Design, synthesis, and biological evaluation of (3 R)-1,2,3,4-tetrahydro-7-hydroxy- N -[(1 S)-1-[[(3 R,4 R)-4-(3-hydroxyphenyl)-3,4-dimethyl-1-piperidinyl]methyl]-2-methylpropyl]-3-isoquinolinecarboxamide (JDTic) analogues: In vitro pharmacology and ADME profile

Abstract

JDTic analogues 4-15 which have the hydroxyl groups replaced with other groups were synthesized and their in vitro efficacy at the μ δ and κ opioid receptors determined and compared to JDTic using [ 35 S]GTPγS assays.

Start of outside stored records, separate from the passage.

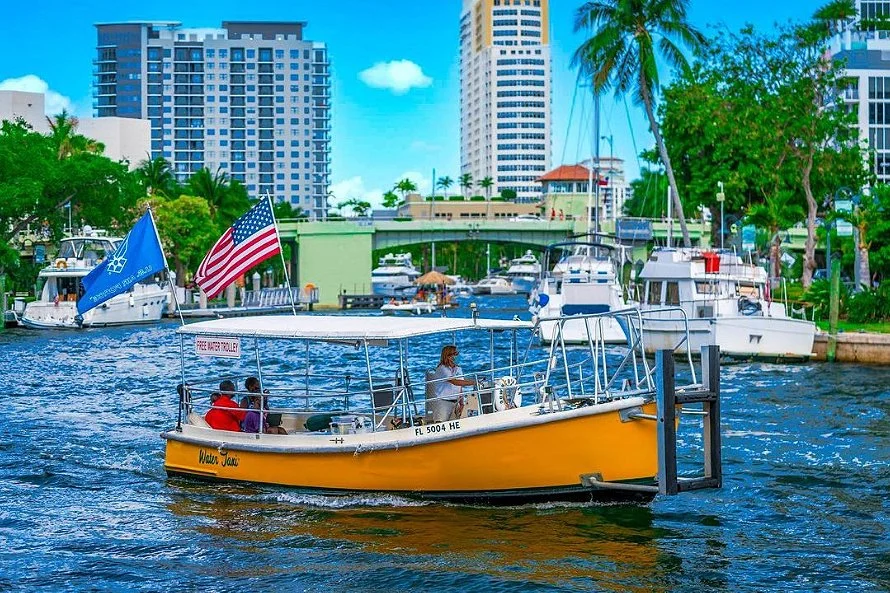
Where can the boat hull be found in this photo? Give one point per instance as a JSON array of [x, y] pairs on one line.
[[746, 337], [143, 306], [509, 456]]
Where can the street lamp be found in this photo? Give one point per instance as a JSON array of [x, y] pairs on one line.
[[721, 197]]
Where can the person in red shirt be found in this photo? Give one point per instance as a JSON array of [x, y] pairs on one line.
[[225, 413]]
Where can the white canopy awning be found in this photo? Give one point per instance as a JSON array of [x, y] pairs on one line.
[[342, 327]]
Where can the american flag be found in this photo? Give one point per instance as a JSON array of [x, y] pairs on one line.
[[252, 239]]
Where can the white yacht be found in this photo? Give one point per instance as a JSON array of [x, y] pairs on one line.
[[727, 302], [394, 275], [494, 285], [583, 282], [524, 273], [59, 287]]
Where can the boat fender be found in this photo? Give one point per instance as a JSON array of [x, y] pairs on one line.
[[507, 394], [749, 306]]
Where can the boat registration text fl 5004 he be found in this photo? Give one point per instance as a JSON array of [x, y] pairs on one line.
[[363, 405]]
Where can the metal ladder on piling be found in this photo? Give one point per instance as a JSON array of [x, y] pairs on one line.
[[667, 400]]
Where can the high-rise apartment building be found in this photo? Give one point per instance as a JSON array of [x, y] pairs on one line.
[[867, 70], [252, 99], [505, 93]]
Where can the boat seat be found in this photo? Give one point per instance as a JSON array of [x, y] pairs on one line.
[[196, 419], [383, 397]]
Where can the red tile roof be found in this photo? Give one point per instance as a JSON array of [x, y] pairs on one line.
[[566, 173]]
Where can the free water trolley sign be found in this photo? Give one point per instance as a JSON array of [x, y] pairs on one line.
[[224, 347]]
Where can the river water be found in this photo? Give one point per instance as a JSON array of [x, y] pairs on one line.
[[86, 504]]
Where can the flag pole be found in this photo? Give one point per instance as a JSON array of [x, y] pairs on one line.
[[290, 289], [166, 266]]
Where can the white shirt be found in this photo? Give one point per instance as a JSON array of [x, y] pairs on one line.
[[444, 389]]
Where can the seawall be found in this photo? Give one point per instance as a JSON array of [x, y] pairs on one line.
[[855, 347]]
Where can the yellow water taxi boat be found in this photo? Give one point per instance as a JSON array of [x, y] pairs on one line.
[[357, 398]]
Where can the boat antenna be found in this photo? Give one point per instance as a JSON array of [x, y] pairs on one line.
[[290, 289]]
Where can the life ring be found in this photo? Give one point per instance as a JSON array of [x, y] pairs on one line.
[[507, 394], [749, 306]]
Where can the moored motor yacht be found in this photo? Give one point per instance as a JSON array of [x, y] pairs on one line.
[[583, 282], [59, 288], [394, 275], [494, 285], [726, 301], [524, 272]]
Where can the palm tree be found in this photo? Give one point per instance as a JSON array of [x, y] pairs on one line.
[[64, 136], [445, 183], [621, 56], [466, 183], [390, 199], [156, 175], [406, 186], [485, 183]]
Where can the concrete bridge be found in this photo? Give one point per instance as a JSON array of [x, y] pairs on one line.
[[336, 255]]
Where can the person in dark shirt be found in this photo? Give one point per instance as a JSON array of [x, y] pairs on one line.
[[258, 401], [224, 414]]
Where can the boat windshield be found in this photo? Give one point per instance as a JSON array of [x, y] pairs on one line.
[[87, 248]]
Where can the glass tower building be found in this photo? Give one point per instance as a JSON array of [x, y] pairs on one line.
[[252, 99], [505, 117]]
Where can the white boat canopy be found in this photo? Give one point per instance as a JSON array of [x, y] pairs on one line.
[[342, 327]]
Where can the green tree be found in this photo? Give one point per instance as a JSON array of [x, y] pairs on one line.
[[486, 184], [797, 136], [778, 213], [406, 186], [186, 230], [648, 192], [66, 140], [35, 184], [390, 199], [628, 37], [359, 207], [466, 183], [445, 183]]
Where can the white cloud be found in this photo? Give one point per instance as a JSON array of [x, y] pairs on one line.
[[424, 184], [354, 187], [399, 76], [31, 83], [424, 146]]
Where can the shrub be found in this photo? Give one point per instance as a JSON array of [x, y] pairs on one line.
[[819, 294], [870, 305]]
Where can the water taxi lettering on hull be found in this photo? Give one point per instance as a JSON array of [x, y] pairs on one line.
[[437, 428], [366, 405], [223, 459]]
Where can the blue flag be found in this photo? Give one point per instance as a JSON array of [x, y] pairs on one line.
[[137, 257]]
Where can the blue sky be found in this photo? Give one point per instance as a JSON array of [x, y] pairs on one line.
[[380, 134]]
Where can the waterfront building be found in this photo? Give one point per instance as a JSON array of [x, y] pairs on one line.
[[125, 139], [565, 189], [505, 98], [25, 105], [248, 98], [417, 207], [867, 72]]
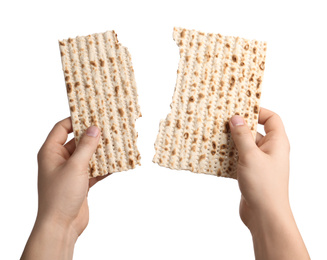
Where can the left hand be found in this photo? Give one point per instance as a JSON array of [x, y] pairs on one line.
[[63, 181]]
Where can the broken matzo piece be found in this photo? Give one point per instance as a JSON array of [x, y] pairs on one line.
[[101, 91], [217, 77]]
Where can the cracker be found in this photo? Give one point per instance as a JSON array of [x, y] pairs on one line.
[[102, 91], [217, 77]]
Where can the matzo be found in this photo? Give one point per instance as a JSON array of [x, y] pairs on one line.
[[217, 77], [101, 91]]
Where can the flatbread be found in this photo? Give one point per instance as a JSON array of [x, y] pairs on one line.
[[217, 77], [101, 91]]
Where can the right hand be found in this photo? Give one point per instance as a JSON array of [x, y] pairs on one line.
[[263, 167]]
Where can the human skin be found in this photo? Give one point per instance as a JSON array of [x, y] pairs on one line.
[[63, 186], [263, 173], [263, 177]]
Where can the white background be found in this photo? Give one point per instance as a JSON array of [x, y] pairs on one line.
[[153, 212]]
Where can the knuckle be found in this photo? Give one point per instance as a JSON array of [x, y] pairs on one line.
[[242, 132]]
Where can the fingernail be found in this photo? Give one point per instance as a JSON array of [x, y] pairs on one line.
[[92, 131], [237, 120]]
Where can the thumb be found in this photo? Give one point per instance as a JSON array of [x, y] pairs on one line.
[[86, 146], [242, 135]]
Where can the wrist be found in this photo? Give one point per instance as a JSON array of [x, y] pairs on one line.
[[60, 231], [271, 219]]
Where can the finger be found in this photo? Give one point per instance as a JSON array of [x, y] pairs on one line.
[[60, 131], [242, 135], [258, 137], [271, 121], [86, 146], [70, 146], [93, 181]]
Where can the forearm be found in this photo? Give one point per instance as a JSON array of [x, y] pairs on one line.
[[49, 241], [276, 236]]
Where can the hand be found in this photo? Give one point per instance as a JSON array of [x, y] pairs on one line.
[[263, 176], [63, 186], [263, 166]]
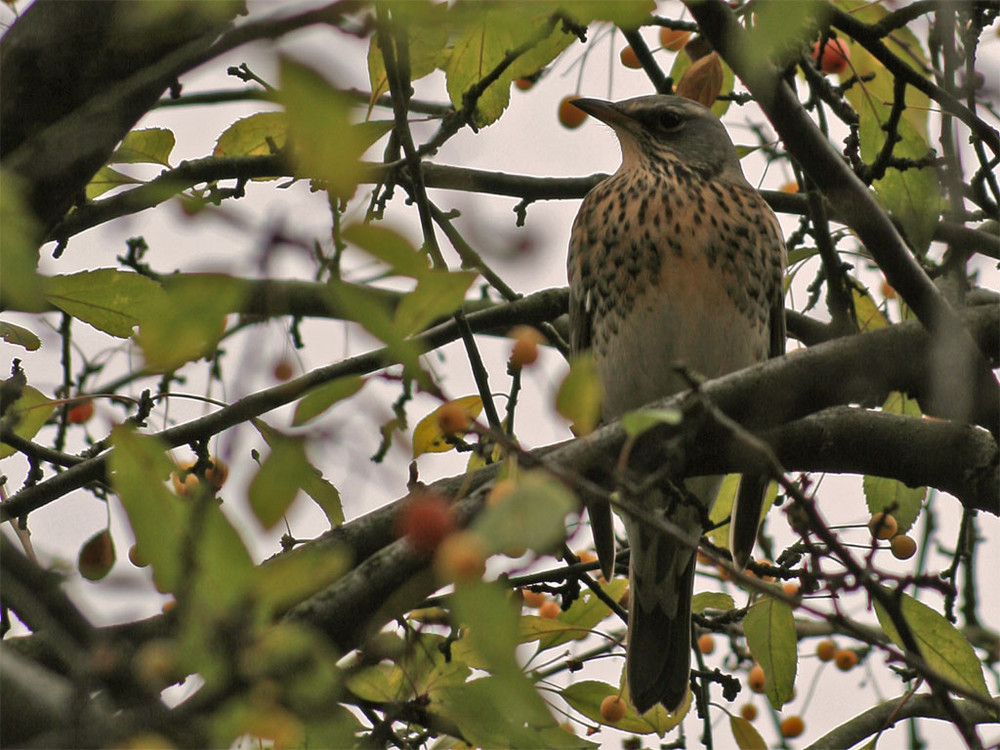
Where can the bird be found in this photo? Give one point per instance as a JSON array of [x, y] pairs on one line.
[[674, 259]]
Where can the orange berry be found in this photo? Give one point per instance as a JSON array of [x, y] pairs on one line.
[[534, 599], [550, 610], [97, 556], [846, 660], [629, 59], [613, 708], [460, 557], [792, 726], [834, 58], [569, 115], [135, 558], [80, 412], [883, 526], [673, 39], [425, 521], [283, 370], [452, 418], [903, 547], [526, 342], [826, 650]]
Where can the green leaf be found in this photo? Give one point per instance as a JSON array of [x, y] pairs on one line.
[[138, 466], [286, 580], [294, 470], [389, 247], [369, 308], [107, 179], [532, 516], [770, 631], [27, 415], [580, 395], [746, 736], [705, 600], [325, 495], [321, 398], [485, 35], [941, 645], [186, 322], [576, 623], [253, 135], [882, 493], [20, 285], [146, 146], [438, 293], [328, 146], [19, 336], [277, 482], [637, 422], [110, 300], [426, 26]]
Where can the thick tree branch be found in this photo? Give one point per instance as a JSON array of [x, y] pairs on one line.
[[888, 714], [966, 388]]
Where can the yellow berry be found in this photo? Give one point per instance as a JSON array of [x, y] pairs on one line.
[[460, 557], [903, 547], [846, 660], [826, 650], [792, 726], [883, 526]]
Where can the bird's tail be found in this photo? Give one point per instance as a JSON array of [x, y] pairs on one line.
[[661, 580]]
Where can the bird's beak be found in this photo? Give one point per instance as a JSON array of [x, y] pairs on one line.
[[604, 111]]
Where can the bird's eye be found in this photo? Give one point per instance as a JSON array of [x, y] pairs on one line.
[[669, 120]]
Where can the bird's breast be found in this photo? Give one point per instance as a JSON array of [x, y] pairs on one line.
[[673, 271]]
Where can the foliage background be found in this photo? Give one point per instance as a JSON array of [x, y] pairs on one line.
[[526, 140]]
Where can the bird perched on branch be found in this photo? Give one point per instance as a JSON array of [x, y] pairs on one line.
[[675, 258]]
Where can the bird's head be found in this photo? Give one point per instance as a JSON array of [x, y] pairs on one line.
[[668, 128]]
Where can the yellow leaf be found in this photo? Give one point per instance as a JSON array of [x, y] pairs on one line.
[[702, 82]]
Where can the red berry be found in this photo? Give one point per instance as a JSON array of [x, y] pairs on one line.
[[569, 115], [425, 521], [834, 58], [81, 412]]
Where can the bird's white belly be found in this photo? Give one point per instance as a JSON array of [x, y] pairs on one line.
[[704, 332]]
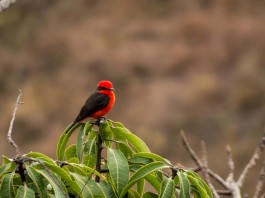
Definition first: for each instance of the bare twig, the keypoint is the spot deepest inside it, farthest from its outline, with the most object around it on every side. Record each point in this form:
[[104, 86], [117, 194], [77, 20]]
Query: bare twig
[[260, 183], [190, 150], [252, 162], [218, 179], [9, 134], [231, 165], [231, 184], [205, 170]]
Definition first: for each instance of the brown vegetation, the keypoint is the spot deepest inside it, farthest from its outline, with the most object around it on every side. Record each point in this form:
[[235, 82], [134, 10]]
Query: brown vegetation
[[192, 65]]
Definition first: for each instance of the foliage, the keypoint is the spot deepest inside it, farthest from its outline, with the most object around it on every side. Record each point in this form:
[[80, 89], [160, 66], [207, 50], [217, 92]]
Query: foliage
[[106, 161]]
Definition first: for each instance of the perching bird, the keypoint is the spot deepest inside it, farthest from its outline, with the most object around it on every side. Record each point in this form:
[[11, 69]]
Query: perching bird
[[98, 103]]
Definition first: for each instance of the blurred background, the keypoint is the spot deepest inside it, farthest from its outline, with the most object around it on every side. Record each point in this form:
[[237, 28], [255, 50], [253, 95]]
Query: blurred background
[[196, 65]]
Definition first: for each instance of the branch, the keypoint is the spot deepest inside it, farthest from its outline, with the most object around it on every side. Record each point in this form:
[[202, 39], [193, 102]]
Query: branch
[[232, 185], [205, 170], [252, 162], [260, 182], [9, 134], [190, 150], [5, 4]]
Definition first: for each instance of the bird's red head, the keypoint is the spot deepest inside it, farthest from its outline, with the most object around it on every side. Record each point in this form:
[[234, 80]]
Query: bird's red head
[[105, 84]]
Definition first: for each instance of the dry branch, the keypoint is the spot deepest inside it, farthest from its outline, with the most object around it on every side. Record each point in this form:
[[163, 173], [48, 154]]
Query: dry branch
[[255, 157], [231, 187], [9, 133]]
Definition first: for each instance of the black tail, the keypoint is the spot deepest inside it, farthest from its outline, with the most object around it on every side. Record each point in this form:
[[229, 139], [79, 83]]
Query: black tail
[[70, 127]]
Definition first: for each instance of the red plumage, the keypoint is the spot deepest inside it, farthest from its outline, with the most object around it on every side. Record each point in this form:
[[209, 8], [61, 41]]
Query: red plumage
[[98, 103]]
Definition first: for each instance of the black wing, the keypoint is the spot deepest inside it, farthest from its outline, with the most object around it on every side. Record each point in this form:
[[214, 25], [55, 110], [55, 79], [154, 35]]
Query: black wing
[[93, 104]]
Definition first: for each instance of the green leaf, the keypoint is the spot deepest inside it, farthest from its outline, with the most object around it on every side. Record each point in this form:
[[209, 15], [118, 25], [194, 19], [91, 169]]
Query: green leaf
[[89, 187], [89, 156], [152, 179], [167, 188], [57, 185], [5, 160], [139, 161], [79, 143], [124, 147], [105, 132], [184, 185], [70, 152], [140, 186], [150, 195], [118, 168], [64, 140], [135, 141], [88, 128], [64, 176], [141, 173], [152, 156], [86, 170], [25, 192], [42, 157], [37, 181], [199, 186], [7, 188], [133, 194]]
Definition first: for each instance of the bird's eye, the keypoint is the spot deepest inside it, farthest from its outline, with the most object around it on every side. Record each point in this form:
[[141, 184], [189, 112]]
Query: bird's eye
[[102, 88]]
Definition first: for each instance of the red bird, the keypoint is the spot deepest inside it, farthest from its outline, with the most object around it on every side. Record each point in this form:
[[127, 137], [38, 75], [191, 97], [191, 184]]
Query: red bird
[[98, 103]]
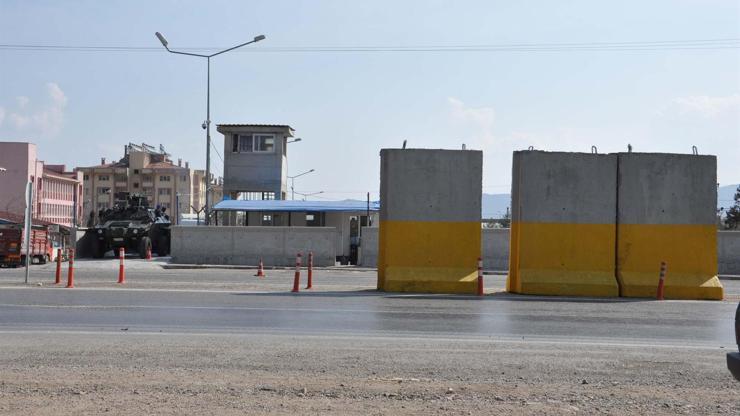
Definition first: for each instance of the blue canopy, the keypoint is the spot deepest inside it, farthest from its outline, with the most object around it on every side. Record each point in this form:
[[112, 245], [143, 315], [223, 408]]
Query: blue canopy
[[348, 205]]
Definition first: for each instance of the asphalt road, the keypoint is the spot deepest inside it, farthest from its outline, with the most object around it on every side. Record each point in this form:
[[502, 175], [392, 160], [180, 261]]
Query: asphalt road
[[368, 314], [225, 342]]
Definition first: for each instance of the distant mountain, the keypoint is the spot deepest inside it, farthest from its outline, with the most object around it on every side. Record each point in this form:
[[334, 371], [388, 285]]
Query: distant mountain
[[726, 195], [494, 205]]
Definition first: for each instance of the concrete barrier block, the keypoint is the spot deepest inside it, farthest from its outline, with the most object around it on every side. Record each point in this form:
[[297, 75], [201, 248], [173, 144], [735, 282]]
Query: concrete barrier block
[[429, 236], [666, 212], [563, 224]]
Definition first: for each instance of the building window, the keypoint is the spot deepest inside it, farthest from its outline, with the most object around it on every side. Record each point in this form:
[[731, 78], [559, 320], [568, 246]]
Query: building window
[[264, 143], [266, 219], [245, 144]]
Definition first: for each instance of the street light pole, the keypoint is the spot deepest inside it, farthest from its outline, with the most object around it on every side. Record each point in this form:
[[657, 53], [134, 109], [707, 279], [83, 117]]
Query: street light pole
[[207, 123], [292, 182]]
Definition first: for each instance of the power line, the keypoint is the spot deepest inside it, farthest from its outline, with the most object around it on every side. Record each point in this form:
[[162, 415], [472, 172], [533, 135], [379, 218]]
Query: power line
[[694, 44]]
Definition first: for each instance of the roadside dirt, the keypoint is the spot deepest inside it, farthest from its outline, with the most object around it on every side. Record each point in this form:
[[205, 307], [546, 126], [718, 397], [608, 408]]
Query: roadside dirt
[[134, 374]]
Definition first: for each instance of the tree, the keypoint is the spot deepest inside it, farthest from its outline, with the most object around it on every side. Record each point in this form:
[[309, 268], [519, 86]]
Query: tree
[[732, 217]]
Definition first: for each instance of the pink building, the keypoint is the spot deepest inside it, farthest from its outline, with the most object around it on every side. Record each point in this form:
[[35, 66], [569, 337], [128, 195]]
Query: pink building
[[54, 188]]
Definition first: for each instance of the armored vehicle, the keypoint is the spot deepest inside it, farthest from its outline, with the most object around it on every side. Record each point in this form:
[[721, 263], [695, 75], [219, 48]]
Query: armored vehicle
[[133, 225]]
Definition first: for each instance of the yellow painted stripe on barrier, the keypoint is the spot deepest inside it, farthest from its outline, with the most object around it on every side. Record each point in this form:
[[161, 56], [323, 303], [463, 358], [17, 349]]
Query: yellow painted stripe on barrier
[[563, 259], [689, 250], [426, 256]]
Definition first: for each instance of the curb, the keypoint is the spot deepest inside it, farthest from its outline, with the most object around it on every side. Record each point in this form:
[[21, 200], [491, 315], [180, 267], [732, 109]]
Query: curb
[[246, 267]]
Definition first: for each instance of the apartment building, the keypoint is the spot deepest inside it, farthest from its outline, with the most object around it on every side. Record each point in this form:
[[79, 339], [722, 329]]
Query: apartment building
[[146, 170], [53, 186]]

Compounds 4, 5, 6, 13, 14, and 15 had K e = 0.024, 0.01, 0.039, 0.02, 0.11, and 0.041 nM compared to the K e = 0.02 nM for JDTic at the κ receptor and were highly selective for the κ receptor relative to the μ and δ opioid receptors. Unexpectedly, replacement of the 3-hydroxyl substituent of the 4-(3-hydroxyphenyl) group of JDTic with a H, F, or Cl substituent leads to potent and selective KOR antagonists. In vitro studies to determine various ADME properties combined with calculated TPSA, clogP, and logBB values suggests that the potent and selective κ opioid receptors 4, 5, 13, and 14 deserve consideration for further development toward potential drugs for CNS disorders.